Is that correct, that seems very infrequent.


----------



## Zoe (Feb 26, 2006)

Yeah, you should feed her daily.

I've heard of people never feeding their bettas and expecting them to eat plant roots. Ugh.

Bettas are very gluttonous if given the opportunity


----------



## Damon (Jan 18, 2005)

Once a day is plenty.


----------



## MaryPa (Jan 25, 2006)

At least once a day, I fed my Bettas twice a day since they were all in community tanks.


----------



## Alisha (Aug 5, 2005)

yeah once a day is good.
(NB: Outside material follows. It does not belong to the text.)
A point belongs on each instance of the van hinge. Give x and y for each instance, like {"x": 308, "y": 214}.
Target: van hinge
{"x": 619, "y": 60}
They _can _ go quite a while without food..but depriving something of food? Well that's just cruel! ha.


----------



## leafgirl115 (Mar 26, 2006)

I feen my betta 2 times a day Its up to you ether 1 time or 2 times a day if great.

What food are you giving her?


----------



## aaa (Jan 19, 2005)

haha... i usually feed them 4-5 times a day...


----------



## Damon (Jan 18, 2005)

aaa said:


> haha... i usually feed them 4-5 times a day...


We're not talking about conditioning for spawning


----------



## aaa (Jan 19, 2005)

normally i do it 2-3 times a day... i just don't feed that much each meal... small but frequent meal is the key... but still, if you don't have time, don't do it... your fish will be fine by one meal per day


----------



## Fishnoob78 (Oct 30, 2005)

I had been feeding my males bettas twice a day. One died so I bought this female. 

I feed them Omega One flakes/pellets and Tetra Mix. Just like with my Cichlids I try to have at least 3 types of foods to rotate with.


----------